Brasil ponto com (Meio & Mensagem)

16.03.2009

Sócia-diretora de Planejamento do Grupo TV1 Comunicação e Marketing
selmascruz@tv1.com.br

Brasil, mostra a sua cara! O refrão de Cazuza vem à mente quando o país se prepara para começar a implementar uma  estratégia avançada de comunicação digital. A decisão da SECOM que, após longo e criterioso processo de licitação, escolheu pela primeira vez uma agência especializada e exclusiva para cuidar da presença institucional do Brasil online, não significa apenas que as novas mídias terão, afinal, a atenção diferenciada que merecem por sua relevância e especificidade. Mais do que a mera reformulação dos portais existentes, esta mudança nos coloca na vanguarda dos avanços hoje em curso no mundo em direção a uma nova forma de os governos se comunicarem e gerirem a coisa pública - o que Barack Obama evidenciou com sua eleição apoiada no e-marketing e a adoção do e-government, como comentamos neste espaço, há alguns meses.

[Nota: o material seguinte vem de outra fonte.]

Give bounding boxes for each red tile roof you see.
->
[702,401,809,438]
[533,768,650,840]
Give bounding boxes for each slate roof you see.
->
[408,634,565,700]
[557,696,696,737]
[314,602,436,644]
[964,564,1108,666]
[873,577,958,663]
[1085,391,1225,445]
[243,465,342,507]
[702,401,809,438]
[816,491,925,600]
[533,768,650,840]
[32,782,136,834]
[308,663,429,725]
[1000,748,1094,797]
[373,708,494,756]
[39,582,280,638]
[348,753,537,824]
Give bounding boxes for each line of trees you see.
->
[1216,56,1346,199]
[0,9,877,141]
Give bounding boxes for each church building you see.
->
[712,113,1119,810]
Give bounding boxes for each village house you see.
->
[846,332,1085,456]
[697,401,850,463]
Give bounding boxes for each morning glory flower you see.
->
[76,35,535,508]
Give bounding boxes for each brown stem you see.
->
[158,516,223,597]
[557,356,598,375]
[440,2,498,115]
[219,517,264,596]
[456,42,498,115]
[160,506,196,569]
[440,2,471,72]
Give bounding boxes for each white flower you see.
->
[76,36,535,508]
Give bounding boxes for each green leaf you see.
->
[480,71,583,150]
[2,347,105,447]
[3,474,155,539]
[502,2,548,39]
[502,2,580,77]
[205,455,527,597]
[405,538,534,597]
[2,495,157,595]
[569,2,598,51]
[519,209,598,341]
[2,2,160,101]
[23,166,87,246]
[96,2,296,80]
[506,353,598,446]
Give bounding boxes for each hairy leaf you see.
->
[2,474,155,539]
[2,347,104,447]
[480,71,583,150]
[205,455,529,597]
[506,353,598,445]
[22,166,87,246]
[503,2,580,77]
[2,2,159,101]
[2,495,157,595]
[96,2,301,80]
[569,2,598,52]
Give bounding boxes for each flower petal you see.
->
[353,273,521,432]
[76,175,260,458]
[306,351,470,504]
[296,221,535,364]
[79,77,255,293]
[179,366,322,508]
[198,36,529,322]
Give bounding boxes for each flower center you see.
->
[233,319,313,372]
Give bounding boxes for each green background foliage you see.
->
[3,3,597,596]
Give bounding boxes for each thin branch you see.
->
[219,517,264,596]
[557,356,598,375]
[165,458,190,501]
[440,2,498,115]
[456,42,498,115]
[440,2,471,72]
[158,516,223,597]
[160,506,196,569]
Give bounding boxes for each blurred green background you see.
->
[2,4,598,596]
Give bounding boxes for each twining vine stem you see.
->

A iniciativa pioneira da SECOM, merecedora do aplauso de todos os que acreditam que comunicação cria valor, traz embutida uma oportunidade histórica: a de se tirar partido das tecnologias de interação, segmentação e colaboração da Web 2.0 para democratizar o acesso da população às informações e serviços, imprimir maior transparência à gestão pública e ampliar o espaço de participação cidadã. O desafio da TV1.Com, agência do Grupo TV1 que venceu a concorrência pública, será  aplicar pensamento e práticas inovadoras à construção de  uma plataforma inteligente de comunicação e relacionamento do Brasil com todos os seus públicos, internos e externos.  E ajudar a desenhar, como quem traça as linhas de um projeto urbanístico, os alicerces, infra-estrutura, diretrizes, conteúdos e visuais de um novo retrato online do Brasil: uma presença multifacetada e multímidia, capaz de traduzir nossa diversidade, singularidade, forças e diferenciais competitivos. Sempre tendo em vista os objetivos institucionais e estratégicos do Brasil e dos brasileiros.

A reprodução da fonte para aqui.